# New business-Estepona



## cleanbandit230 (Feb 5, 2017)

Hello everyone!

I would like ask some people living in Estepona if you know something about a new opening beach-club in Estepona. I got a job opportunity but there are strange signs and maybe it's fake. I don't know the address (the boss said it's a big area) but it's near Barraka Beach Restaurant and Villa Padierna. Do you hear anything about it? Thanks in advance! Have a nice day!


----------



## Alcalaina (Aug 6, 2010)

There are a lot of scams going on so you are wise to be cautious.

Where did you see the ad? Was it an agency? Online? Most businesses of this kind have no problem filling such posts locally without even bothering to advertise beyond the local job centre, as unemployment in the area is over 30%.

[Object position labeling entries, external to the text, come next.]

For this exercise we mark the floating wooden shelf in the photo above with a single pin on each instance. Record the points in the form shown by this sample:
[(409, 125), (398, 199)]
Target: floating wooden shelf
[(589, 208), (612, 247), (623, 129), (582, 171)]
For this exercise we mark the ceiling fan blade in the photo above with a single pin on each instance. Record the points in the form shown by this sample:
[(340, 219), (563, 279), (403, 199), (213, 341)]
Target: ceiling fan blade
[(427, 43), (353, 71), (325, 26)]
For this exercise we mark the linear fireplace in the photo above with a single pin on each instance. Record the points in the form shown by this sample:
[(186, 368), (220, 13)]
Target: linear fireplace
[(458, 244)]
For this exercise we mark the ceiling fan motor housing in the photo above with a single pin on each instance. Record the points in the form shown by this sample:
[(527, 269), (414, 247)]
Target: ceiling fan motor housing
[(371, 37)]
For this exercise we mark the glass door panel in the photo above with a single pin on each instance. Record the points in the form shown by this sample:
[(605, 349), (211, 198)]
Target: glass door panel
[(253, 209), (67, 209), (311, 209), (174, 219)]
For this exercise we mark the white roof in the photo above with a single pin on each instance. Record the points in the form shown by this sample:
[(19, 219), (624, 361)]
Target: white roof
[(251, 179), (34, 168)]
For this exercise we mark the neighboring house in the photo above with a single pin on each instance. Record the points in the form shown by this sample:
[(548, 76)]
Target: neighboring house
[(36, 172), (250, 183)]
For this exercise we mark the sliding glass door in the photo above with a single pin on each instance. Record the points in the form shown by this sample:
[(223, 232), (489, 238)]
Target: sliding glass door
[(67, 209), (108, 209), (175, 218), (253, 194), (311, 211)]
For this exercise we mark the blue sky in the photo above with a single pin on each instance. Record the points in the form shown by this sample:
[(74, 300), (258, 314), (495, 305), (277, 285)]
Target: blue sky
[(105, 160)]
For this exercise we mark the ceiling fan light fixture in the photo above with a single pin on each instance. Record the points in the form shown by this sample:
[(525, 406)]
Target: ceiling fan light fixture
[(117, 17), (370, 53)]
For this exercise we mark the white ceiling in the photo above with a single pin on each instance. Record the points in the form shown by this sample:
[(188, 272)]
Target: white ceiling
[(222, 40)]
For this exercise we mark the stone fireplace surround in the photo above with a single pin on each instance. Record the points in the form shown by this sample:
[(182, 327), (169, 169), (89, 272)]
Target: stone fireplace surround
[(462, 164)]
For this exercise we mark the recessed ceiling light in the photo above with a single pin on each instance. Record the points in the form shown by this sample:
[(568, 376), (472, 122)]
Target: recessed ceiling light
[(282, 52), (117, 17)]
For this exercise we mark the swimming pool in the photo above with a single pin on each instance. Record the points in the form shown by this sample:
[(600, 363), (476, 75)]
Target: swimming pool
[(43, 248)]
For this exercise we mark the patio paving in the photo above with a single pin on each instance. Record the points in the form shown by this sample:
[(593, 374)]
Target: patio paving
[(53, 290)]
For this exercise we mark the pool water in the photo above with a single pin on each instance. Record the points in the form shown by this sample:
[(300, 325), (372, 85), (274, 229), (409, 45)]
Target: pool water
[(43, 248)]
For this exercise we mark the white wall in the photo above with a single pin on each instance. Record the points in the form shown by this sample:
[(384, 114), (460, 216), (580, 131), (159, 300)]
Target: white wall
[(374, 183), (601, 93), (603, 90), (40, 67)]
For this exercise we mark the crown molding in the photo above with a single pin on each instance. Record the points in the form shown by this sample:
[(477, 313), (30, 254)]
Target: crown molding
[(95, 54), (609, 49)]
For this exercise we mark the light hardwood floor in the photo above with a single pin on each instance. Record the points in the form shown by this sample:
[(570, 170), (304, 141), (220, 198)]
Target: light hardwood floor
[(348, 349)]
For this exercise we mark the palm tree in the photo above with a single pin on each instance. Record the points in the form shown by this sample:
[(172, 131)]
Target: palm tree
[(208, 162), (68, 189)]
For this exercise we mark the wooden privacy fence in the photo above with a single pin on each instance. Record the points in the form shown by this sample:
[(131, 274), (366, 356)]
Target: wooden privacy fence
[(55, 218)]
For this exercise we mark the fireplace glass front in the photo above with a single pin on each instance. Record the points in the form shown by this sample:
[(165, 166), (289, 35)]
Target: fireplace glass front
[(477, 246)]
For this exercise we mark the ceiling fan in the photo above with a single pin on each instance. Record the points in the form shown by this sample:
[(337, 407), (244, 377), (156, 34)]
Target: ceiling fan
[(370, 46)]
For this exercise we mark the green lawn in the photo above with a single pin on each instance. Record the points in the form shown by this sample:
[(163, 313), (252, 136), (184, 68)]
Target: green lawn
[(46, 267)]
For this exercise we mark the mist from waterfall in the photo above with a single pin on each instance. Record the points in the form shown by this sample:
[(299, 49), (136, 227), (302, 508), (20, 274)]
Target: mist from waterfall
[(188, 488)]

If they ask for any cash up front for admin expenses, deposit on accommodation etc I wouldn't trust them. You are unlikely to hear from them again.


----------



## cleanbandit230 (Feb 5, 2017)

*...*

Thanks for your reply! The ad was in a facebook group directly from the owner. He didn't ask for money. He will give accomodation and then deduct from the salary. But there was no proper job interview (on Skype) we just talked on Facebook through private messages. But what makes me suspicious is that he didn't let me know that I was successful. I was interested if I got it so I sent him a message and then he said: the job is yours, you have to start in March. And this is less then one month before the start and I am travelling to Spain from another country. So it's weird for me a little. Btw. thanks for your help. Have a nice day!


----------



## Alcalaina (Aug 6, 2010)

This smells very fishy! I would ask for a formal contract before you make travel arrangements. It should give details of your hours, your pay, the price of accommodation and other expenses deducted. If the offer is genuine, he should have no objection to issuing a contract. 

It looks like he could be hiring staff "on the black" i.e. illegally without paying their social security contributions etc. Maybe he thinks by using Facebook he is avoiding the attention of the authorities. Of course it is your decision if you want to take the risk of working with no social security cover, but if you fall ill or have an accident at work, you could have big problems.


----------



## mrypg9 (Apr 26, 2008)

I know that area well...I walk my dog on the beach there nearly every day (apart from summer months) and I haven't noticed any new activity on that stretch of the beach.
Barakka is an established chiringuito and Villa Padierna has an upmarket Clubhouse a bit further along the beach...Villa Padierna is that five star very posh hotel in Benahavis where Michele Obama stayed a few years ago.

I'll be out later this afternoon with the dogs so I'll have a snoop round.....


----------



## baldilocks (Mar 7, 2010)

There have been cases where people have been conned into going, at their own expense, to places which are little more than a front for a brothel, so be careful.


----------



## mrypg9 (Apr 26, 2008)

baldilocks said:


> There have been cases where people have been conned into going, at their own expense, to places which are little more than a front for a brothel, so be careful.


Now how do you know that...

To the OP...I'm about to put the dogs in the car and rive to the beach so I'll go to that area and have a look round.


----------



## baldilocks (Mar 7, 2010)

mrypg9 said:


> Now how do you know that...
> 
> To the OP...I'm about to put the dogs in the car and rive to the beach so I'll go to that area and have a look round.


There was a case recently where girls were recruited by some guy based in Sevilla and offered work with accommodation etc. on the CdS...


----------



## cleanbandit230 (Feb 5, 2017)

Thanks for everyone! You are amazing! I'll try to be careful. Got any news about the place while you were walking your dog?


----------



## mrypg9 (Apr 26, 2008)

cleanbandit230 said:


> Thanks for everyone! You are amazing! I'll try to be careful. Got any news about the place while you were walking your dog?



Just come back, had a good snoop round - nothing new . 

I'll ask around at my local café.


----------



## cleanbandit230 (Feb 5, 2017)

Thank you, I appreciate! Have a great day!


----------